Já não me lembro quanto tempo ali ficámos, em silêncio, ao som das gargalhadas das miúdas, até que nos disse que queria voltar para dentro. Ajudámo-la a deitar-se. Demos-lhe um beijo antes de sairmos para outros afazeres na casa. Era assim naqueles dias, despedidas muitas, despedidas que não se diziam por despedidas.
Partiu leve e pacífica. A dormir.
Nas semanas seguintes senti-me mal. Vomitava sistematicamente. Estava fraca. Achei que era tristeza, que era ansiedade, que era dor da perda, que era normal. Passaria quando o corpo e a cabeça se habituassem àquele vazio. Foi a Carina que insistiu que eu fosse ao médico.
Feitas as análises confirmou-se a suspeita do médico. Ri-me quando colocou a hipótese de eu estar grávida. Estava.
As miúdas ficaram radiantes.
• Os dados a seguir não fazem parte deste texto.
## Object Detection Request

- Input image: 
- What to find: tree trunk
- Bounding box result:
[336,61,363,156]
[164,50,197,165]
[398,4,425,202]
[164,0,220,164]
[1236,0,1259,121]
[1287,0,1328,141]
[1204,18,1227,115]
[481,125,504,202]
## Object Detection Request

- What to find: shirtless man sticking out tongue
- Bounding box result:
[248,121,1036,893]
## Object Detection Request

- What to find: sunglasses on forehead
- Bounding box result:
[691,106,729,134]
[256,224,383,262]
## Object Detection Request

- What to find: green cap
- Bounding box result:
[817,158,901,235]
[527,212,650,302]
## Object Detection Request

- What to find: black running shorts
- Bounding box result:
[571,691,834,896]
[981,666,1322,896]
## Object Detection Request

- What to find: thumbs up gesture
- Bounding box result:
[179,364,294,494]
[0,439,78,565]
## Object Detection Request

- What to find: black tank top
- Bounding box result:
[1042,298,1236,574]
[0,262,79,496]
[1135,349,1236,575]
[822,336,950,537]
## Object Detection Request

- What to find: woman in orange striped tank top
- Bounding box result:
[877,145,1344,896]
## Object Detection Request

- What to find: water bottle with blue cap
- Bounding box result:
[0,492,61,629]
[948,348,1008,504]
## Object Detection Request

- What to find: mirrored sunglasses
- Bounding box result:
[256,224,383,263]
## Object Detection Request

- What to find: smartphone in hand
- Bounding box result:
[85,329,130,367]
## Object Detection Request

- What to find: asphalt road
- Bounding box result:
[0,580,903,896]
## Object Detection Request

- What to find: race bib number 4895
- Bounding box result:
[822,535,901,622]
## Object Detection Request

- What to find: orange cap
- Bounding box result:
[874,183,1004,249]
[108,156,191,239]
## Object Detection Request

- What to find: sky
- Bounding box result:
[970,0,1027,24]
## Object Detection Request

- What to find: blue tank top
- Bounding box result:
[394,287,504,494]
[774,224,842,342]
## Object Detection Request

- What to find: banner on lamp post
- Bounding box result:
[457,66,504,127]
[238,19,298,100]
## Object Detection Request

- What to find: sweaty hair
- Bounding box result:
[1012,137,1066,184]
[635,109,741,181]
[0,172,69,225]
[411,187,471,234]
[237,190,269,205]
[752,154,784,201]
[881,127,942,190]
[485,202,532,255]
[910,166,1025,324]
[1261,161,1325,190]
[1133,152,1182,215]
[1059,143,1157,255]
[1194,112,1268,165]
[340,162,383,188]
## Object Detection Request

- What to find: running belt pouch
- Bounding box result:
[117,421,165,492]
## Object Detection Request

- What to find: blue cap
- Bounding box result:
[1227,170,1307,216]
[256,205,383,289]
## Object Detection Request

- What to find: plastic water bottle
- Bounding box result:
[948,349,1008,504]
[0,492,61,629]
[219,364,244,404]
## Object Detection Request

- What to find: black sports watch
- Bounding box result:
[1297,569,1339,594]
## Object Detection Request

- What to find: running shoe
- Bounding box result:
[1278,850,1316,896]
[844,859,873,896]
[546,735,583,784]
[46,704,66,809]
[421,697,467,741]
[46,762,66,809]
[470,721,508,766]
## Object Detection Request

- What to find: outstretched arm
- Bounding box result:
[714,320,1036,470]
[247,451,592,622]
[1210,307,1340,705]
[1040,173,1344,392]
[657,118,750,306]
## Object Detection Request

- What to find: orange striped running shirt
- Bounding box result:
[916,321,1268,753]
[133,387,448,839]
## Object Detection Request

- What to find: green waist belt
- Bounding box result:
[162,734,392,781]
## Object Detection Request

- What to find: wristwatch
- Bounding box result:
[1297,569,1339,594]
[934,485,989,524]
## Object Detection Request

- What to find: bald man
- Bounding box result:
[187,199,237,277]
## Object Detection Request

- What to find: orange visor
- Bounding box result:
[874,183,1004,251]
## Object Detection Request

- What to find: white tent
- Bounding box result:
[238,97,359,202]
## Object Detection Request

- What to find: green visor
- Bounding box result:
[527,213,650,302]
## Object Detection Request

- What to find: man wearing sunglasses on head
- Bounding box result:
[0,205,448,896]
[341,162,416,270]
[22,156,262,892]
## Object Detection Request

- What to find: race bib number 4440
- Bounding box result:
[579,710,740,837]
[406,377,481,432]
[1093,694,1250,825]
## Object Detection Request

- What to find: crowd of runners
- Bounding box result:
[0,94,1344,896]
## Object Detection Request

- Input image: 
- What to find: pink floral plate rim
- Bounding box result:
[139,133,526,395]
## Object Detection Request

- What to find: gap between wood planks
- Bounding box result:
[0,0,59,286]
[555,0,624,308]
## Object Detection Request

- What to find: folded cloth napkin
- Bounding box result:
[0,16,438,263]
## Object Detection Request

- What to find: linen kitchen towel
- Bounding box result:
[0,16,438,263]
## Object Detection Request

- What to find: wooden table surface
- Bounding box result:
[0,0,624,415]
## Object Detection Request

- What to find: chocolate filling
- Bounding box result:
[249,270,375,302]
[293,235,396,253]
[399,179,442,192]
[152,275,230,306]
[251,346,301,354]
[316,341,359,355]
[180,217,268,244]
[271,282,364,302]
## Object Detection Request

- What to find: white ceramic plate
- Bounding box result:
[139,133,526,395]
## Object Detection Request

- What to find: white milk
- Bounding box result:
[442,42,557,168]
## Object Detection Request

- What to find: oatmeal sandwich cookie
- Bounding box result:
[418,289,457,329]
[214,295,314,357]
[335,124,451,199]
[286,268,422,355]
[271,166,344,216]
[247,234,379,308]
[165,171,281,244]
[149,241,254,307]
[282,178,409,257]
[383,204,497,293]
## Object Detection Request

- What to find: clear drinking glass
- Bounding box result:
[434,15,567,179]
A minha irmã primeiro torceu o nariz. Depois achou fantástico que a filha tivesse uma prima ou primo de idade mais próxima.
- Vida nova. Pessoas novas. – disse o Daniel, mais eufórico do que eu podia imaginar.
Da minha parte não sabia o que sentir. Passei a gravidez assim, sem saber o que sentir. Tinha uma perda para sarar, uma mudança de vida para me habituar, um ritmo que se entranhava cada vez mais e agora, com esta idade, tudo de novo. Fraldas, choro, chupetas, noites interrompidas, primeiras gracinhas, primeiras palavras. Desta vez não tinha a minha mãe a quem ligar, por isso, na maioria dos dias, quando lavava a loiça e tinha a janela aberta, olhava para cima e pedia-lhe que me desse uma ajuda. Que fosse tomando conta daquilo a que eu não chegava. E a bebé mexia, pontapeava.
Quando chegámos a casa, eu cansada do parto e das primeiras noites. O Daniel fresco e a empurrar o carrinho. As miúdas pediram para mostrar o que era importante à irmã.
Pedimos-lhes cuidado.
Elas guiavam à vez. Num trabalho distribuído. Apresentavam uma casa, outra casa, o avô tardio que se sentava no alpendre da casa grande e era avô e hospede grátis. Um casal que estava a passar uns dias connosco ria com a desenvoltura das miúdas. A casa pequena da tia, a casa pequena onde ela ia viver. A piscina, o espaço para brincar, o escorrega, o caminho para as bicicletas. E o céu, onde morava a outra avó, aquela que só viam brilhar à noite, antes de irem dormir, para que nunca tivessem medo do escuro.